Registration of a persistent identifier for an intangible information object is the simplest scenario where registrar provides simple identifier metadata information according to a baseline information model and registers the identifier without the need to store one or more representations of any other data. This process creates a PID descriptor in a PID DHT and therefore marks the existence of an identifier. The original registrar has the right to update the PID descriptor, if need be, as described later in this paper.

For file-based information objects the registration process, apart from issuing an identifier, also involves a description of the file location and its retrieval mechanisms. Depending on the organisational, data security and privacy policies, which may either restrict file distribution to authoritative source only or permit creation of multiple copies in data distribution networks, the registrar may choose to provide a direct link to web-accessible resource or create a Magnet Link to a file registered in a P2P DHT and distributed through P2P networks. In the case of file distribution from a single authoritative source, the registrar solely is responsible for ensuring availability of the data delivery infrastructure as in common PID systems (Figure 4).

Figure 4

Persistent identifier registration for a file-based information object delivered from a single authoritative source. A single data delivery node puts additional strain on organisational network and essentially is a single point of failure.

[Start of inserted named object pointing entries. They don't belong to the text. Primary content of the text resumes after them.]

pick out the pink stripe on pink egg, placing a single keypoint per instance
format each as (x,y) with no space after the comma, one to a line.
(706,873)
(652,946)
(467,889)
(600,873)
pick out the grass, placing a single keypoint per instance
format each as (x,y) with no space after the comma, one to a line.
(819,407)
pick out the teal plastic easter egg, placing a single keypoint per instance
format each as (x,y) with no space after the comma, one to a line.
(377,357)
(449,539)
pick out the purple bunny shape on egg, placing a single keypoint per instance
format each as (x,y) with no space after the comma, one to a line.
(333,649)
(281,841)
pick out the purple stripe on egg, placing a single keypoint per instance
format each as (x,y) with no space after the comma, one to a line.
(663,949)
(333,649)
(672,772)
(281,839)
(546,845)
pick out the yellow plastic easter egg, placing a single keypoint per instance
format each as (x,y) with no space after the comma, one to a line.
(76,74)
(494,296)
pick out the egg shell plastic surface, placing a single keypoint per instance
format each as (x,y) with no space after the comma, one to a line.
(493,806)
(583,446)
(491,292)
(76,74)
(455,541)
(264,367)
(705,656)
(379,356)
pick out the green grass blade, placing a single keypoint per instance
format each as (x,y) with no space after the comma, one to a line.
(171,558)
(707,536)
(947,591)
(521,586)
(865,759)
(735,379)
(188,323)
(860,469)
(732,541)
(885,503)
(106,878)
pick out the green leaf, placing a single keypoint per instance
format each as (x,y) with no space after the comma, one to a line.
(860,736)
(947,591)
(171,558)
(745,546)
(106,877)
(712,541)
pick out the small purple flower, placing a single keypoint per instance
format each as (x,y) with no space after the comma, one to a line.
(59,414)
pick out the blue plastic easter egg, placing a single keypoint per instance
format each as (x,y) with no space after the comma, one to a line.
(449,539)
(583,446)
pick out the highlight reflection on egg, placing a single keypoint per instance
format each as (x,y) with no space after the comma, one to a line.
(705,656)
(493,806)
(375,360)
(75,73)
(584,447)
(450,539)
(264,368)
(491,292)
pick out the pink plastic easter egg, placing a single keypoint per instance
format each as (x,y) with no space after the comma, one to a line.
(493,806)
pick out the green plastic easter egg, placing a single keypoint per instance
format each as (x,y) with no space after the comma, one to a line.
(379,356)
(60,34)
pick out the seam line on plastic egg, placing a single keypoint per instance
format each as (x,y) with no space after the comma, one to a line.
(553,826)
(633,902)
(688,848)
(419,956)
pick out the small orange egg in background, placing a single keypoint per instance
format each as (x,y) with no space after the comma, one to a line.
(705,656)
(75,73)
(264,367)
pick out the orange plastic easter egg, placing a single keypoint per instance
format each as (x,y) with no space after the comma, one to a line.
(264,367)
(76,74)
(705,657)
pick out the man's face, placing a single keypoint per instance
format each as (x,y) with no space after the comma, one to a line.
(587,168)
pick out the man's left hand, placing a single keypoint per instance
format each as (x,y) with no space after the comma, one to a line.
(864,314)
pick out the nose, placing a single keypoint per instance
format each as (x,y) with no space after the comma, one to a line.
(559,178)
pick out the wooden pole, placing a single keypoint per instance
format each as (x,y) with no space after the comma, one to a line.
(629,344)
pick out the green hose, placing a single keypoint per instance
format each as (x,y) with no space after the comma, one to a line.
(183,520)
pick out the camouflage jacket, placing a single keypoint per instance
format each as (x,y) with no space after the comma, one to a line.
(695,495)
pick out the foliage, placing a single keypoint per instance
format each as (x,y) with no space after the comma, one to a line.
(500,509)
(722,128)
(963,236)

In the case of file distribution via P2P file sharing networks, the registrar is also responsible for creation of a file torrent and its registration in a P2P DHT. It is critically important to maintain file availability in early stages of a PID existence until it is fully replicated by multiple P2P nodes and an adequate number of seeders (nodes delivering parts of the file data) becomes available in a P2P network. Figure 5 illustrates the two-phase registration processes that involves registration of an identifier for a file-based information object in a PID Distributed Hash Table in conjunction with a torrent registration in a traditional P2P file sharing network, which registrar is a participating member of (shown by the grey zoom-in outline on Figure 5).

Figure 5

Persistent identifier registration for a file-based information object in a PID Distributed Hash Table and parallel registration of the file torrent in a traditional P2P file sharing network, which registrar’s organisation is a participating node of.

The registration of an identifier for a multi-faceted information object requires the creation of a more sophisticated PID descriptor that contains one or many representations of the information object, e.g., a geographic feature can have a GML, imagery, and ontology representations at the same time. Each representation itself may be either a file distributed via a P2P network, a reference to a web resource, or request delegated to a web service, etc. In a simple scenario, this type of identifier would not benefit from the data redundancy mechanisms described above but they may be used to create identifiers to static web resources (e.g., web pages) creating permanent links to these resources known as aliases. Figure 6 illustrates the use of a persistent identifier registered in the PID DHT for a multi-faceted information object.

Figure 6

Persistent identifier registration for a multi-faceted information object with different types of views – (a) file distributed via P2P file sharing network, (b) a reference to a static web resource (e.g., HTML page, report, etc.), and (c) a delegated web request to a web service.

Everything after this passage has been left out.